The robust earnings growth was mainly driven by higher revenues, increased rental rates, and lower taxes. Nonetheless, United Rentals’ adjusted EPS fell short of analysts’ consensus estimate of $4.90.
The company’s total revenues of $2.31 billion surpassed the Wall Street estimate of $2.22 billion and marked a YoY increase of ~20%, primarily driven by the robust performance of its Equipment Rentals segment. The Equipment Rentals division accounted for 86% of United Rentals’ fourth-quarter revenues. The segment’s sales grew 20.8% YoY to ~$2.0 billion, mainly driven by a 16.8% increase in volume and a 2.2% rise in rental rates.
Fourth-quarter total gross margin expanded 30 basis points to 43.3%. An improved gross margin along with lower expenses as a percentage of revenues led to a 90 basis-point increase in the pre-tax margin, which reached 18.4%.
Adjusted EBITDA for the quarter grew 18% YoY and touched a record level of $1.12 billion. Nonetheless, the adjusted EBITDA margin contracted 90 basis points to 48.4% due to a slightly negative impact from acquisitions made in 2018.

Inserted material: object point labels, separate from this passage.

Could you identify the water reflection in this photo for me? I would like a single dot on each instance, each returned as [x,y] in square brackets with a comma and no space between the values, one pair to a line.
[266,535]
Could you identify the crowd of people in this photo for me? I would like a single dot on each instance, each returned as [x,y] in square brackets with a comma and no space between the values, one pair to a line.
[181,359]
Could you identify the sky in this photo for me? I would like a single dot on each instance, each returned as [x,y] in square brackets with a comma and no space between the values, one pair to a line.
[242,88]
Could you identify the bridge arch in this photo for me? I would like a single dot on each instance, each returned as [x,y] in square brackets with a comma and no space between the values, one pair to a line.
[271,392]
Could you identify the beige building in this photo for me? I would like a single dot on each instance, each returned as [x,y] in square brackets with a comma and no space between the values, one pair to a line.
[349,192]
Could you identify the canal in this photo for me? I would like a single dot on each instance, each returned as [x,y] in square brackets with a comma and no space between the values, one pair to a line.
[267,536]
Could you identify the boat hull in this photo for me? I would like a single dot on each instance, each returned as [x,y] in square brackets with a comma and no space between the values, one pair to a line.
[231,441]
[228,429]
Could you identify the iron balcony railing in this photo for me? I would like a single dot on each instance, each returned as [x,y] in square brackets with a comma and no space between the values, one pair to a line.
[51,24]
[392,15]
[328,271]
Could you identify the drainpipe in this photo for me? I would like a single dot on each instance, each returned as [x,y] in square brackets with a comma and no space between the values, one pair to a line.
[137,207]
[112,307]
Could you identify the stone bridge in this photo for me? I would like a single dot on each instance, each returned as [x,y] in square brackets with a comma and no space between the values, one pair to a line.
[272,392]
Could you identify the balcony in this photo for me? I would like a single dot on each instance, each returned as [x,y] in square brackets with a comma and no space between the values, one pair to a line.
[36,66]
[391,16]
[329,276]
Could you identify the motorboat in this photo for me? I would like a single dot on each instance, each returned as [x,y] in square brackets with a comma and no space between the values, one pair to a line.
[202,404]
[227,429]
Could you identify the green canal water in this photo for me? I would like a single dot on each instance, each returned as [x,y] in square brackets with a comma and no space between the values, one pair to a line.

Furthermore, the enactment of the Tax Cuts and Jobs Act led to a massive decline in the effective tax rate. It fell to 25.7% from 38.6% in the year-ago quarter, which resulted in a benefit of $0.86 to United Rentals’ fourth-quarter adjusted EPS.
United Rentals expects the strong business momentum to continue in 2019 and believes it will continue outperforming its peers. The heavy equipment rental services provider reiterated its forecast for the current year. The company continues to expect revenues in the range of $9.15 billion–$9.55 billion, a YoY growth range of 14%–19%. Adjusted EBITDA for the year is anticipated to come in between $4.35 billion and $4.55 billion, signifying YoY growth of 13%–18%.
United Rentals’ major competitors (XLI) including Caterpillar (CAT), Crane Company (CR), and Gates Industrial’s (GTES) are yet to report their fourth-quarter results. Analysts expect their fourth-quarter EPS will increase 38.4%, 29.7%, 18.2%, respectively, on a YoY basis.